Do you know why the router complains about an invalid header?

Do you have a Traefik Ingress for the controller port 8441? Ingress is typically only 443, but Traefik may allow non-standard ports. The port scheme used in the non-k8s quickstart is not applicable to k8s, and there's no reason to use distinct ports if you're using Ingress or LoadBalancer because the domain name distinguishes the service, so the standard port 443 is typically best.

Is the router running in the same K8s cluster as the controller?

Is the controller reachable on the public IP and port 8441? You can verify the controller URL is valid with curl.

I do not have 8441 assigned to traefik.

I have the standard websecure configuration:

  websecure:
    port: 8443
    expose: true
    exposedPort: 443
    protocol: TCP

I have the controller and the router running in the same cluster, both in the ziti namespace.

Running curl returns this:

{"data":{"apiVersions":{"edge":{"v1":{"apiBaseUrls":["https://ziti-controller.domain.com:8441/edge/client/v1"],"path":"/edge/client/v1"}},"edge-client":{"v1":{"apiBaseUrls":["https://ziti-controller.domain.com:8441/edge/client/v1"],"path":"/edge/client/v1"}},"edge-management":{"v1":{"apiBaseUrls":["https://ziti-controller.domain.com:8441/edge/management/v1"],"path":"/edge/management/v1"}}},"buildDate":"2023-07-13T15:53:37Z","revision":"3ca2dd2f4e7b","runtimeVersion":"go1.20.5","version":"v0.29.0"},"meta":{}}

The thing about using port 443 is what I want to avoid.
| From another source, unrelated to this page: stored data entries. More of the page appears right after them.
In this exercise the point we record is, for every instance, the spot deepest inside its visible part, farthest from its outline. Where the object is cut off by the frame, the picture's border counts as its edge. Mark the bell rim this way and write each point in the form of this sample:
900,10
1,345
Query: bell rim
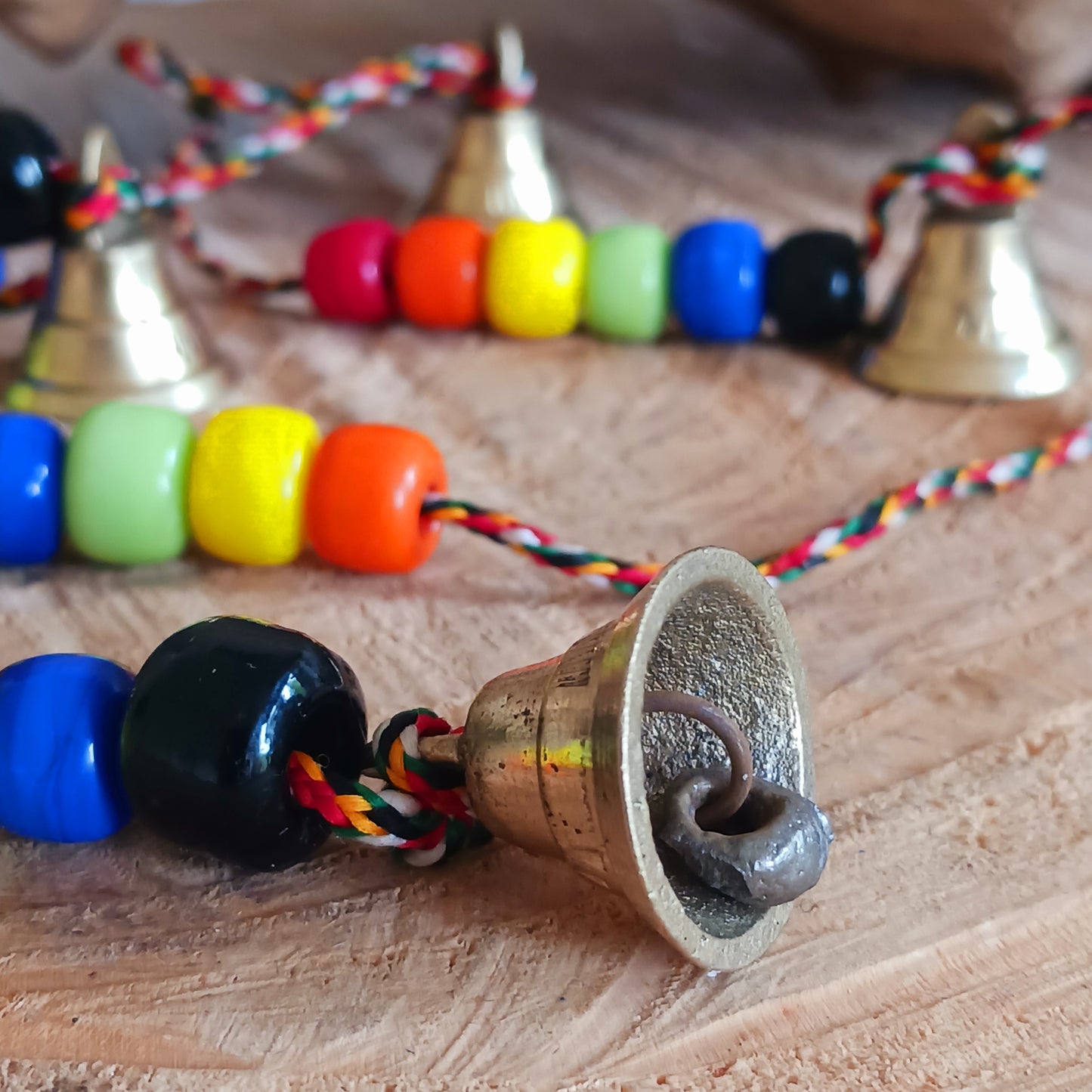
638,630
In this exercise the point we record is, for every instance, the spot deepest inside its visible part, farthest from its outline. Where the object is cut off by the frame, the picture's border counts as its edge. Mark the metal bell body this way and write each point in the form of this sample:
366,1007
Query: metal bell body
971,319
112,326
497,167
561,758
497,171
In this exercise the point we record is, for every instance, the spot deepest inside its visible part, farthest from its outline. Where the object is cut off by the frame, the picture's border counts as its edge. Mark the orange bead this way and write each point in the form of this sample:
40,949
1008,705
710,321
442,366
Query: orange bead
367,485
438,273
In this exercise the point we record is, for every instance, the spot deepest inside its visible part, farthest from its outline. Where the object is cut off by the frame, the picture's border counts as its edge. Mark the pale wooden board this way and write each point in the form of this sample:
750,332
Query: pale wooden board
946,948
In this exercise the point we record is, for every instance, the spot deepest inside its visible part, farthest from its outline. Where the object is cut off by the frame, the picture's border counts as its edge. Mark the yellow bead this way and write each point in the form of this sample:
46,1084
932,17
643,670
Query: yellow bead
248,481
534,277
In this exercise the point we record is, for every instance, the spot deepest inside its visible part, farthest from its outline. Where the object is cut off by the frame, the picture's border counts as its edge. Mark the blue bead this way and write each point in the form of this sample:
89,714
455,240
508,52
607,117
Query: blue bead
60,738
32,451
718,281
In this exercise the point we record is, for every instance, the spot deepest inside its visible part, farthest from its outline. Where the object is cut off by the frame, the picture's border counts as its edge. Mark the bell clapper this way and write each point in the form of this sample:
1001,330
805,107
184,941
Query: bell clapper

Currently, using a traditional VPN, there is no access whatsoever to traefik unless a user is connected.
I want the same behaviour with ziti, where unless a user is connected and has an allow rule assigned to them, there is no access.
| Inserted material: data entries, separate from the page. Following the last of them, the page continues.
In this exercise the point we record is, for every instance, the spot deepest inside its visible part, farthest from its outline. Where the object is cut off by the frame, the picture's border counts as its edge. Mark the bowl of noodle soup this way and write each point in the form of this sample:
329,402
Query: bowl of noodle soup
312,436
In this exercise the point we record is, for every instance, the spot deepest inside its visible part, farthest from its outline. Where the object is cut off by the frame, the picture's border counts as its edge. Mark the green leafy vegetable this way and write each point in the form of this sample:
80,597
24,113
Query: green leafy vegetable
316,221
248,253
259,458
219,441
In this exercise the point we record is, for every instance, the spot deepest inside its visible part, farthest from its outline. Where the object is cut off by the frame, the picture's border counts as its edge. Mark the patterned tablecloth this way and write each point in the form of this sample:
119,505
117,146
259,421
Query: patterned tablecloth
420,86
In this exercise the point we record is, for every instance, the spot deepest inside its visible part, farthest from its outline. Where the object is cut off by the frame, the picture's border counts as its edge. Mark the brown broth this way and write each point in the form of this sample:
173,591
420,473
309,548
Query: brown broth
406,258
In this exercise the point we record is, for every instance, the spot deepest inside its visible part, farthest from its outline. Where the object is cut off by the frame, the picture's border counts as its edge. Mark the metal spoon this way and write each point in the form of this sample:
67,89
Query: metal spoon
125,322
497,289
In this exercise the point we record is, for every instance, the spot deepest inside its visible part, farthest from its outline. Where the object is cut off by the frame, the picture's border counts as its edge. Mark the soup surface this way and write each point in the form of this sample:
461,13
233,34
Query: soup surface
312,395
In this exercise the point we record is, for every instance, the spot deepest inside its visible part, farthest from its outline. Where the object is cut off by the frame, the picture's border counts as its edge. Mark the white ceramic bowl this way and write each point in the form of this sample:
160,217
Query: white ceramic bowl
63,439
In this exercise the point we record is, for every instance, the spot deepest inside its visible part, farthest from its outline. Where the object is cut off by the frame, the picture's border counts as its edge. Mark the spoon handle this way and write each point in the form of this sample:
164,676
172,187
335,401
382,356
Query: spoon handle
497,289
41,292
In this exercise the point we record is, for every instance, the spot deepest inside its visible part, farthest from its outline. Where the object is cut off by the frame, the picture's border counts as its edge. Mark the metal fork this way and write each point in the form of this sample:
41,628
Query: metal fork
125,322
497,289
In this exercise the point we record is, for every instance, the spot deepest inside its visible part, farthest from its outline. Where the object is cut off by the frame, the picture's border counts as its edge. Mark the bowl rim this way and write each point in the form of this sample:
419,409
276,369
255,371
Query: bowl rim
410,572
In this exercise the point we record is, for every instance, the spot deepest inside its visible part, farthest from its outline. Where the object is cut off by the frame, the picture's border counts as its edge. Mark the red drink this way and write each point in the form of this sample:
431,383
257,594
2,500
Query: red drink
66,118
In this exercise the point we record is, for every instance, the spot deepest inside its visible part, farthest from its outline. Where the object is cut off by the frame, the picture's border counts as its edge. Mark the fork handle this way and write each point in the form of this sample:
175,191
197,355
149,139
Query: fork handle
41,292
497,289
That's a good result from the cURL test on port 8441. Is the VPN required to obtain that result with cURL?

I want the same behaviour with ziti

The same behavior can be achieved with Ziti, but the controller's port 8441 and router's port 8443 must be reachable by the Ziti identities without Ziti or the VPN. Those hardened listeners must be on the untrusted regular network, not a protected network.

I'm assuming you still want to be able to have two options for sheltering the Kubernetes workloads: VPN or Ziti, but not nesting Ziti inside the VPN, correct?

The VPN is not required to reach the controller.
I actually verified with an external curl just to be sure.
It is exposed to the world.

You have it correct :slight_smile: I want two separate options, not nested.

Thank you for clarifying there's no nesting of Ziti inside the VPN.

You verified the controller is reachable without the VPN on port 8441 and obtained a normal greeting from the root / API endpoint. However, when the router attempts to connect to the controller's ctrl.endpoint (the address of the control plane) it times out.

You clarified they're both running in the same K8s cluster, so the router may be configured to reach the controller's ctrl.endpoint via the cluster IP service, e.g. {{ controller's ctrl service name }}.{{ controller's namespace }}.svc.cluster.local.

Here's an example Helm install command for the router that specifies a cluster IP service for the ctrl.endpoint (from the miniziti.bash script). I've disabled the link listener in this example because I believe you have one router. If you add a second router then you need at least one of them to have a reachable link listener. That's how they form the Ziti mesh fabric.

    helm upgrade --install "ziti-router" "openziti/ziti-router" \
        --namespace "ziti" \
        --set-file enrollmentJwt="/tmp/router.jwt" \
        --set edge.advertisedHost="ziti-router.domain.com" \
        --set linkListeners.transport.service.enabled="false" \
        --set ctrl.endpoint="ziti-controller-ctrl.ziti.svc:443"

You can see find the K8s service named like "ctrl" by selecting the controller's K8s services.

$ kubectl get svc --selector=app.kubernetes.io/name=ziti-controller
NAME                     TYPE        CLUSTER-IP     EXTERNAL-IP   PORT(S)   AGE
ziti-controller-client   ClusterIP   10.97.46.68    <none>        443/TCP   15m
ziti-controller-ctrl     ClusterIP   10.97.235.15   <none>        443/TCP   15m

Even before re-running the helm upgrade command, you can inspect the current value of the router's ctrl.endpoint to ensure it is reachable by the router.

$ helm get values ziti-router
USER-SUPPLIED VALUES:
ctrl:
  endpoint: ziti-controller-ctrl.miniziti.svc:443